В заброшенном здании на Бродвее я купил у злобного корейца в варежках здорово поношенное пальто фирмы «Лондонский туман». Пальто вполне годилось — во всяком случае, на ближайшие две недели. Я поскакал в магазин, где разбирали мой акцент, купил путеводитель для туристов плюс пятидолларовый лотерейный билет и побрел под тупыми магазинными вывесками (шрифтом без засечек), сулящими элитное белье и распродажу остатков, миновал морг «Стрэнда»,[84] добрался до конца Бродвея, потом до Юнион-сквер, где сообразил, как доехать до Музея современного искусства на метро. Повинуясь ложному инстинкту, я срезал путь по серым и черным заплеванным резинкой тротуарам к Грамерси-сквер. Дай-ка посмотрю на пресловутый «Клуб Спорщиков». В конце концов, он же значится в моем путеводителе. Филип Джонсон сказал, это замечательное здание. Поскольку я не знал, чем он славится, я пошел туда.

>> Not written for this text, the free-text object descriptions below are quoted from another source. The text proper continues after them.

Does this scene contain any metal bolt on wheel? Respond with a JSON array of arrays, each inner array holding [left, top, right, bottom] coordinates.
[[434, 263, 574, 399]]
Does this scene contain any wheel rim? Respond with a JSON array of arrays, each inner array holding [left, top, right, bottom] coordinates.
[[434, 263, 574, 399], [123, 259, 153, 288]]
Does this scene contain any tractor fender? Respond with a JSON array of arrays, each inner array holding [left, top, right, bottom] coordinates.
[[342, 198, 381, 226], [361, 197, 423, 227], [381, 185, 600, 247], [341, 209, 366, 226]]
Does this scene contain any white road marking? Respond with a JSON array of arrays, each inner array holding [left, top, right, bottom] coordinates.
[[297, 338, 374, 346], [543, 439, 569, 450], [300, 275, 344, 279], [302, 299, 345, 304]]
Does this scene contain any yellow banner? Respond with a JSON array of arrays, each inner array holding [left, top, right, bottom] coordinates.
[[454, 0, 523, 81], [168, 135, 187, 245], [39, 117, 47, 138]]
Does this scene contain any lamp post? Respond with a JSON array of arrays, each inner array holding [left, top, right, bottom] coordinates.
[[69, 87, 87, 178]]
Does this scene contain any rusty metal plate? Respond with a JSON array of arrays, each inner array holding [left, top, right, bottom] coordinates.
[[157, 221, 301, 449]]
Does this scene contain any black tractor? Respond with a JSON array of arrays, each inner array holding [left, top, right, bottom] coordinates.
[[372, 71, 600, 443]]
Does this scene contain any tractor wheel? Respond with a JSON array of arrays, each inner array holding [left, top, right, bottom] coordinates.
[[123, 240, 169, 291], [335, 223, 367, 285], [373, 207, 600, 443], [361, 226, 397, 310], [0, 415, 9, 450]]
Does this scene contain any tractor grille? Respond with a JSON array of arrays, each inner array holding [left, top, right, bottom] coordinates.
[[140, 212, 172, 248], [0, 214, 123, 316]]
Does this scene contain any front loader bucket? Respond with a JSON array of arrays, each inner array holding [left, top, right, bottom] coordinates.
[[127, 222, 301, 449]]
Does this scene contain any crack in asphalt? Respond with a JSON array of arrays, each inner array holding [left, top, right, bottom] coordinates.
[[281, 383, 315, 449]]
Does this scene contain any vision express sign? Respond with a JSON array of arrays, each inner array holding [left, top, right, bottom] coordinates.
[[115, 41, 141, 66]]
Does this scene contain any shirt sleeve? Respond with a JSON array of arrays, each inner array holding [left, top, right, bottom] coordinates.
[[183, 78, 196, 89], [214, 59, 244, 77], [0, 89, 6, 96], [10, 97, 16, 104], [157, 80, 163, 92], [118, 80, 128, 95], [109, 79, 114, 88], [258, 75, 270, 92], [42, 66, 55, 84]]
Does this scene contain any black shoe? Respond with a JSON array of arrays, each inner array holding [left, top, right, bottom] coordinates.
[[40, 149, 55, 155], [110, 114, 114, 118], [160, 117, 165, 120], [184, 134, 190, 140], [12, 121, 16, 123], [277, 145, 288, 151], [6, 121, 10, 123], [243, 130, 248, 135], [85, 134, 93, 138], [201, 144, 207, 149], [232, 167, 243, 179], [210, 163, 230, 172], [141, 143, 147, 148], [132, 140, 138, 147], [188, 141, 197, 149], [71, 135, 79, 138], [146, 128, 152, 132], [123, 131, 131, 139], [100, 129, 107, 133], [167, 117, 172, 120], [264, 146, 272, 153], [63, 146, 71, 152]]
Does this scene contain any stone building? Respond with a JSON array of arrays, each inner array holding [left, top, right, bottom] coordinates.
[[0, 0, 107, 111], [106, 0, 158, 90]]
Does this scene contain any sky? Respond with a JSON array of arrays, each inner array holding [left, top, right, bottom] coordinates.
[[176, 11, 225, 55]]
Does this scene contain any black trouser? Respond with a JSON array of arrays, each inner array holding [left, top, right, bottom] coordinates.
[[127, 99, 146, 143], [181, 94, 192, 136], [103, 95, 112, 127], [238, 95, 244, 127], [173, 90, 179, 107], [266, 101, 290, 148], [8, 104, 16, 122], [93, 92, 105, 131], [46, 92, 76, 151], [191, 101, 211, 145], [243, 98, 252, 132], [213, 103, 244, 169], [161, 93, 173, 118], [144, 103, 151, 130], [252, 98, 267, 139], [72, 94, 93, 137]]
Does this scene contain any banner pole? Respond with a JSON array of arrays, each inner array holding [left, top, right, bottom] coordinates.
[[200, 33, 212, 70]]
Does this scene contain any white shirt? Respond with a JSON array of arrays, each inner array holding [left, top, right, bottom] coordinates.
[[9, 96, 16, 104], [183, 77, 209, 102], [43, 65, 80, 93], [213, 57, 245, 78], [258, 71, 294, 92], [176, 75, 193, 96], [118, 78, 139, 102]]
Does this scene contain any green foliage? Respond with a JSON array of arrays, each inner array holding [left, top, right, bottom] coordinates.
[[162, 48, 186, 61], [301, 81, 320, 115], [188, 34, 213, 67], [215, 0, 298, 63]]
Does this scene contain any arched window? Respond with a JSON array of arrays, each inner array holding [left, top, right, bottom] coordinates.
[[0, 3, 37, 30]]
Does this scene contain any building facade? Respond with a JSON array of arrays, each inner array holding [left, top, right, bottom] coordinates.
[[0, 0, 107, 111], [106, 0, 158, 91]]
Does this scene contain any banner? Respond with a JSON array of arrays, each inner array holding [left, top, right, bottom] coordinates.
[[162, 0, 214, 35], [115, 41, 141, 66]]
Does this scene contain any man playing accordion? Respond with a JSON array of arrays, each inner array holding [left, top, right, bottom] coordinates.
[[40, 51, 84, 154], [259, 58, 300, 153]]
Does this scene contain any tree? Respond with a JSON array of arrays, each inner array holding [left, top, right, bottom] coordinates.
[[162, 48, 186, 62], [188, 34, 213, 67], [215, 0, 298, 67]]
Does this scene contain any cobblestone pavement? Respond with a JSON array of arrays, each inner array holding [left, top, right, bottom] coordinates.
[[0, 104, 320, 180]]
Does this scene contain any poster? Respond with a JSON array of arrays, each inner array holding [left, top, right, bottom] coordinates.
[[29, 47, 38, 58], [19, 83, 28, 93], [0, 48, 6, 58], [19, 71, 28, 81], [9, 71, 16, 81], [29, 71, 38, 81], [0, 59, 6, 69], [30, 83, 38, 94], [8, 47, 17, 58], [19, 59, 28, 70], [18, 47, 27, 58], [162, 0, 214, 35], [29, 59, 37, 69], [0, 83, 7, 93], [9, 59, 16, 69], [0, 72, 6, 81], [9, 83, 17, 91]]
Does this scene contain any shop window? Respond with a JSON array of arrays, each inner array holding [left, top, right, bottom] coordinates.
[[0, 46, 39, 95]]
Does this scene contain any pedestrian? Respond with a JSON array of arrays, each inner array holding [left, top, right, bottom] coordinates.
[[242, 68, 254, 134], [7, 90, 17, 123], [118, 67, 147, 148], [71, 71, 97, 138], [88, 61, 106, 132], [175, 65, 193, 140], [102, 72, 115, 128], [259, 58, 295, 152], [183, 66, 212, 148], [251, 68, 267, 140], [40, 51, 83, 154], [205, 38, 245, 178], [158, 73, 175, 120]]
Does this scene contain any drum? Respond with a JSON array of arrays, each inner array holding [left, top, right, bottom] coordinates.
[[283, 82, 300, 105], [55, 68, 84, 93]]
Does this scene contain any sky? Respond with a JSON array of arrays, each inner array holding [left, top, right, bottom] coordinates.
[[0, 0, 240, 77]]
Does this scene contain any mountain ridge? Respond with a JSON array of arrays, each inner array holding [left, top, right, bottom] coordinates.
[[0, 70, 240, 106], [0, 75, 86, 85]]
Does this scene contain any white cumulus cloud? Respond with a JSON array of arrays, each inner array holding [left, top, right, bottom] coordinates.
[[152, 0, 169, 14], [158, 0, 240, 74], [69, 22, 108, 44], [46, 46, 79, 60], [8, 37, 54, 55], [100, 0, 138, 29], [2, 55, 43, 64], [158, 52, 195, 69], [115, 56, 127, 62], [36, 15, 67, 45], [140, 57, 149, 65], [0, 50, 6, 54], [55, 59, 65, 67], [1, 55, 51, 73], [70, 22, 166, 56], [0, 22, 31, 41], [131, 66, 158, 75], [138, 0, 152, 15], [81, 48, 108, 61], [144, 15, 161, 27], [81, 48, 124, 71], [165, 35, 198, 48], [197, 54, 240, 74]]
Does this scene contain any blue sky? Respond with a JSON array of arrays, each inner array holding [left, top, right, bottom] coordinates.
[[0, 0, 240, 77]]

Как и повсюду в этом конце Бродвея со всех сторон слышались вопли, и я не удивился, когда из тихого зеленого садика донесся op. ВАААА! Засунув руки в карманы паршивого двадцатидолларового пальтишки, я перегнулся через черные шипы решетки и в дальнем конце запертого парка разглядел бегущего человека в белом. Скорая помощь выехала на 20-ю улицу и пыталась проложить себе путь по Мэдисон только силой света и звука. Посреди всеобщего смятения я не сразу понял, что человек в белом как раз и испускает это жуткое ВААА. Он бежал через парк, из панталон торчали голые ноги.
Еще миг, и я понял, что панталоны — это лопнувшие штаны, а белый человек — мой родной брат Хью.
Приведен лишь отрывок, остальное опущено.